June 2023
tl;dr: A massive multitask multimodal LLM that can perform 604 multi-embodiment tasks as language modeling.
Overall impression
Gato is a generalist model with a single neural network with the same set of weights to perform a massive number of tasks. It can output text, joint torques, button presses and other tokens. –> This is maybe what is used by Tesla’s TeslaBot which maps images to joint angles.
Gato significantly scales up behavior cloning (BC) with data, compute and model parameters. BC can also be framed as a sequence modeling problem with natural language as a common grounding across otherwise incompatible embodiments.. It is NOT trained with offline or online RL. Gato reduces the need for handcrafting policy models with appropriate inductive biases for each domain.
LLM training is always open-loop, and inference is always close-loop.
The tricks in tokenization and details in Appendix B and Appendix C are super useful and is perhaps the greatest contribution of this paper.
Key ideas
- Model IO
- Input: text, image, proprioception (joint torque, etc), actions
- Output: text, actions
- Summary: a wide range of discrete and continuous observations and actions
- Architecture
- Parmeterized embedding function, transforming tokens to token embedding
- Sequence model putputs a distribution over the next discrete token
- 1.2B parameter decoder-only transformer
- Input construction: Tokenization, sequence construction, embedding
- Training
- data from different tasks and modalities is serialized into a seq of tokens, batched and processed by a LLM.
- This is similar to the “data mixing” approach where each batch is multi-task in pix2seq v2.
Technical details
- Tokenization
- There are infinite ways to transform data into tokens, including directly using the raw underlying byte stream. –> Not necessarily DL model friendly though. Essentially this is to say, anything you can serialize and store on a computer as a file, you can tokenize it and construct a sequence. This is actually the idea of Bytes Are All You Need: Transformers Operating Directly On File Bytes from Apple.
- Text: with SentencePiece which implements BPE (byte pair encoding), with a vocab size of 32000
- Image: 16x16 patches
- Discrete values: e.g. button presses, are flattened into seq of integers, within the range of [0, 1024]
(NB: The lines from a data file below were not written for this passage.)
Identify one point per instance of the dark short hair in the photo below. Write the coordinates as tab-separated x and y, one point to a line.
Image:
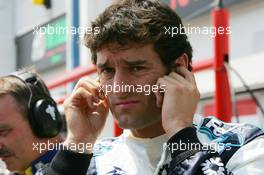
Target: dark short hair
140	21
10	85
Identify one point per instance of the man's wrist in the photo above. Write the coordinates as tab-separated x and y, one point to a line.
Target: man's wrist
78	146
174	129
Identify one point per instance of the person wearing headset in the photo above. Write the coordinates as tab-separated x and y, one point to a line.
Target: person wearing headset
163	135
30	123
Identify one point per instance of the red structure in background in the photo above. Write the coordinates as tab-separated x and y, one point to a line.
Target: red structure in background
223	104
222	89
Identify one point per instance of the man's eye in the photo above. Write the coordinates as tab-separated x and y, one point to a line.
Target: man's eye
107	70
4	133
137	68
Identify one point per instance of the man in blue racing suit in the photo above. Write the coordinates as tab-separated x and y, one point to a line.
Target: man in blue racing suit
143	59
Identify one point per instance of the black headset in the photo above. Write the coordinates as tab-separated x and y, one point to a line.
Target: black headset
43	114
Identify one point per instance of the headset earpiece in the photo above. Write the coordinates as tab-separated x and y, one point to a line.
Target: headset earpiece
43	115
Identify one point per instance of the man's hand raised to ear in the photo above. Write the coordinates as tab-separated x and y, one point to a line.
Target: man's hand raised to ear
180	100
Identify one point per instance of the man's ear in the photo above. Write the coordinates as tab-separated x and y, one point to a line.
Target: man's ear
183	60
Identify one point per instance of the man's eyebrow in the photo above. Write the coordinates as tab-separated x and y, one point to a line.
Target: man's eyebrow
102	65
135	62
2	126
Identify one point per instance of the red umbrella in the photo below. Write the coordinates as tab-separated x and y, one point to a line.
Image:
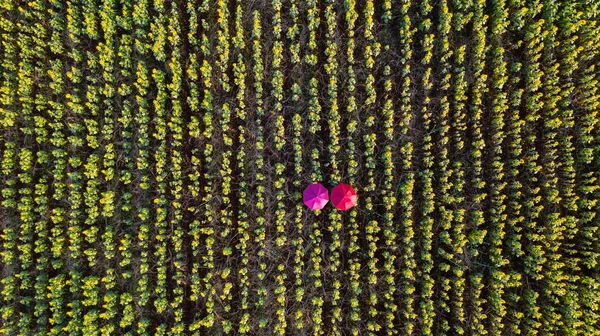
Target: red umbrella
315	196
343	196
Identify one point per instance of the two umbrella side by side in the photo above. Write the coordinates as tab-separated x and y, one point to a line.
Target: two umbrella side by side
316	196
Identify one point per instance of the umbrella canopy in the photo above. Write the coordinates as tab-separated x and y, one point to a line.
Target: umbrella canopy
315	196
343	196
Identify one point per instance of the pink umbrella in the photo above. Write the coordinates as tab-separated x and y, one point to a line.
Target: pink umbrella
315	196
343	196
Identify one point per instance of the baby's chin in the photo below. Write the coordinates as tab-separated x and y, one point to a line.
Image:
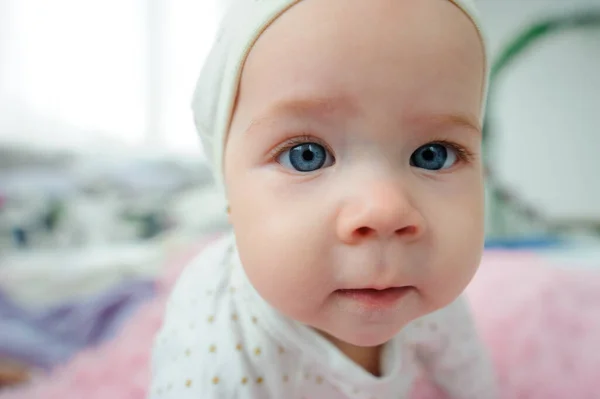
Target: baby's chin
365	336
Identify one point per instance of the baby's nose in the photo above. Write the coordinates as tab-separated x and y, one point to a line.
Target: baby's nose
381	210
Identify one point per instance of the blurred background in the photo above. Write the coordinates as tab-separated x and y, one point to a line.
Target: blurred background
102	178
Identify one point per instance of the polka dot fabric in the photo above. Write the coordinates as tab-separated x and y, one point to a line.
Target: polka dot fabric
221	340
527	310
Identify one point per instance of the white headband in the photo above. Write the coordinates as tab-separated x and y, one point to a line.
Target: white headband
241	23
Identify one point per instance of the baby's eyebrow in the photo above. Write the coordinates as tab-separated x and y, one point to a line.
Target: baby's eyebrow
457	120
314	107
322	108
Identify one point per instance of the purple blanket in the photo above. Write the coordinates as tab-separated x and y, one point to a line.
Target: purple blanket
50	337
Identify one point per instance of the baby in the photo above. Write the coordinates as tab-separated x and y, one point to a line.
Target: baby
346	136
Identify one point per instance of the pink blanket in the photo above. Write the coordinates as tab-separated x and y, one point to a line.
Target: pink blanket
541	324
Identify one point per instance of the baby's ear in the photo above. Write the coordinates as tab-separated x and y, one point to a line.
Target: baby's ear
221	6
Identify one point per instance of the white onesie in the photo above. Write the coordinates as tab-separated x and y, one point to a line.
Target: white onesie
221	340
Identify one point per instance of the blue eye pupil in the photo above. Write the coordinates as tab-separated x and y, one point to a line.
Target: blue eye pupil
430	157
307	157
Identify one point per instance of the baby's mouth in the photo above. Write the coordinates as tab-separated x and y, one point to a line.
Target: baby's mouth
375	298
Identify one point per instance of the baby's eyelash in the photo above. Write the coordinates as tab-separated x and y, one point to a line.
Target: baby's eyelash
463	153
288	144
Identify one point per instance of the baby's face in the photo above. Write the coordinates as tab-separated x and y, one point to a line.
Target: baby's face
353	163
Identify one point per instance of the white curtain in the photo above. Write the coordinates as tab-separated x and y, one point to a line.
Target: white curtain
89	73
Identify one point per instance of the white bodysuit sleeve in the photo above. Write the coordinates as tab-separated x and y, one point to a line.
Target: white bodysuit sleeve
185	364
454	357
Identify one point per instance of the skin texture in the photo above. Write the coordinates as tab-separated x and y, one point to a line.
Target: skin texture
370	81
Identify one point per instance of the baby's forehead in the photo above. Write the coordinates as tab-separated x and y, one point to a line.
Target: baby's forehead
245	24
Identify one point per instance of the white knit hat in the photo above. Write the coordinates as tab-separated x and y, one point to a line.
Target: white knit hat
241	23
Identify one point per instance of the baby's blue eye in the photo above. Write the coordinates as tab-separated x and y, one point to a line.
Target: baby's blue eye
306	157
433	156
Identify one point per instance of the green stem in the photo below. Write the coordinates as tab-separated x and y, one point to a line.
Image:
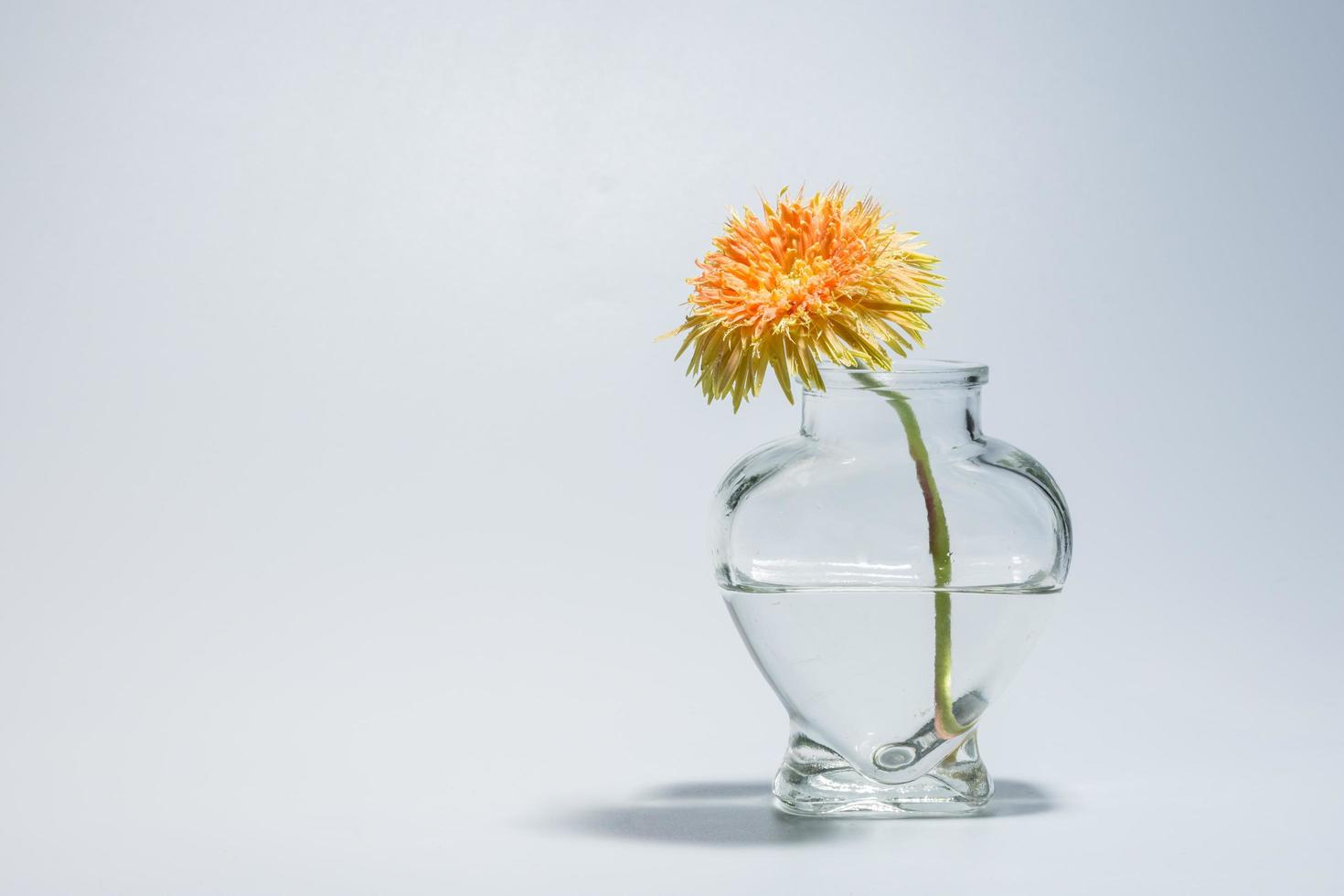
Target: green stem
940	549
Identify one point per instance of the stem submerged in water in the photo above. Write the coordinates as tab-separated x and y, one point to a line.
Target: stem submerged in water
940	549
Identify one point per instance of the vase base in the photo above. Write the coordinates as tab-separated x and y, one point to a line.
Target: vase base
816	781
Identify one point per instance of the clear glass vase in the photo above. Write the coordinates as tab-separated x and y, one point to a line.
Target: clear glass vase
889	569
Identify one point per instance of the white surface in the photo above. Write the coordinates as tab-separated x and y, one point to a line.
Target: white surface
351	523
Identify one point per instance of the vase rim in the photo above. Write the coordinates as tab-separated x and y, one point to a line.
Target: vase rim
905	374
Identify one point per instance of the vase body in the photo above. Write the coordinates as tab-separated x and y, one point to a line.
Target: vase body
889	569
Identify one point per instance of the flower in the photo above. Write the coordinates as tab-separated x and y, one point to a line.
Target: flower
808	278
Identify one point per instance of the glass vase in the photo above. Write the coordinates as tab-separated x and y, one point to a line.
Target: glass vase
889	569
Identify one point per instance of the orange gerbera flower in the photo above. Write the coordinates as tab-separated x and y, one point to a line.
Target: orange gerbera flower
808	278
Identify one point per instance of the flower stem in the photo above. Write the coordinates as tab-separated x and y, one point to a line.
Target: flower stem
940	549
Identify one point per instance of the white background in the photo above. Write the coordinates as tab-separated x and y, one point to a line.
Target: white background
352	524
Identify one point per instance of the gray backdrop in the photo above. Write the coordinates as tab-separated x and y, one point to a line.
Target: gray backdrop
352	524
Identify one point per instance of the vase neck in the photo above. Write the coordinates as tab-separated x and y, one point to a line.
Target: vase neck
948	417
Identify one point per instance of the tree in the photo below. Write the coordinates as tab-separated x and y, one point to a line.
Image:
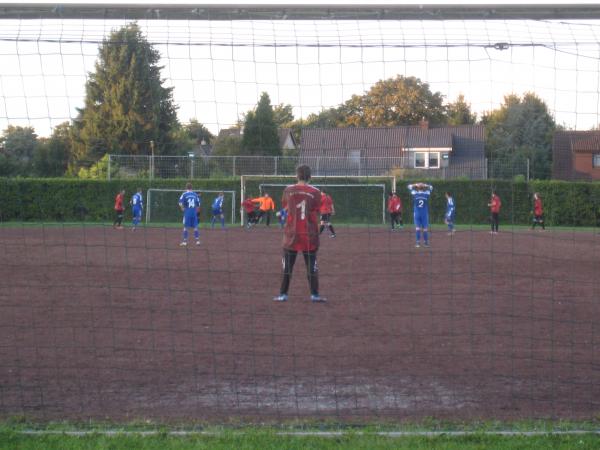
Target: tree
19	147
394	102
53	155
198	132
283	115
521	129
228	145
98	171
260	135
126	105
459	112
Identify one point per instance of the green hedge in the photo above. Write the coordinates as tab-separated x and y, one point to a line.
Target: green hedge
68	200
566	203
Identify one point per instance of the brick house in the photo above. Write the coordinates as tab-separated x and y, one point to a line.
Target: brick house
433	152
576	155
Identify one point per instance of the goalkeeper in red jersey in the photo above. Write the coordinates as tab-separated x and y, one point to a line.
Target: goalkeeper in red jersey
327	210
301	233
538	212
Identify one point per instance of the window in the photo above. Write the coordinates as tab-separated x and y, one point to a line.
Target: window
420	160
354	156
427	160
434	160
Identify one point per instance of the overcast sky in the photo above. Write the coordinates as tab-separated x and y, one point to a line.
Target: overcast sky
219	69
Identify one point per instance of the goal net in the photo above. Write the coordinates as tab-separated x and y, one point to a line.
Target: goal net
357	200
163	206
496	318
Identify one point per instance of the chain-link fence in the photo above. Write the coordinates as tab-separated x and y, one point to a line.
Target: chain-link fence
126	166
- Continuous values: float numbers are mu-law encoded encoded to [-1, 1] then discretized to 1024 bins. –> See a simplified quantization scheme in DORN. This mu-law scaling is also used in WaveNet by DeepMind.
- Sequence ordering
- text token: same as raw input text
- image patch tokens in raster order
- tensor: row-major order
- nested structure: lexicographical order by key
- agent timestamp as observation tokens, followed by a
sep
token, then action token
- agent episodes as time-steps in time order
- Embedding
- Tokens belonging to text, continuous or discrete values are embedded via a lookup table into a learned vector embedding space. –> One integer is lifted to n-D space.
- Image tokens: resNet based, token per 16x16 patch, with within-image postion encoding.
- Prompt conditioning: sequences near the end of the episode is sampled with favor, as a form of goal conditioning.
- Data for RL tasks (simulated control tasks)
- for RL tasks, the data is obtained from SOTA or near-SOTA pre-trained RL agents
- Better to use filtered set of episodes with more returns (更专业的老司机)
- Batch x seq = 512 x 1024.
- Sampling with diff temperature at inference time will generate
- Proprioception: sensor measurements from robotics.
- Mask is used so that loss is only applied to outputs, text and actions.
- The paper also evaluated the generalization capability of Gato. One major takeaway is that the large model need significantly smaller number of fine-tuning to reach expert. The larger the model, the easier to transfer and the higher the ceiling. –> Like human.
Notes
“Single-brain”-style models have interesting connections to neuroscience. Mountcastle (1978) famously stated that “the processing function of neocortical modules is qualitatively similar in all neocortical regions. Put shortly, there is nothing intrinsically motor about the motor cortex, nor sensory about the sensory cortex”. Mountcastle found that columns of neurons in the cortex behave similarly whether associated with vision, hearing or motor control. This has motivated arguments that we may only need one algorithm or model to build intelligence (Hawkins & Blakeslee, 2004).
Sensory substitution provides another argument for a single model (Bach-y Rita & Kercel, 2003). For example, it is possible to build tactile visual aids for blind people as follows. The signal captured by a camera can be sent via an electrode array on the tongue to the brain. The visual cortex learns to process and interpret these tactile signals, endowing the person with some form of “vision”. Suggesting that, no matter the type of input signal, the same network can process it to useful effect.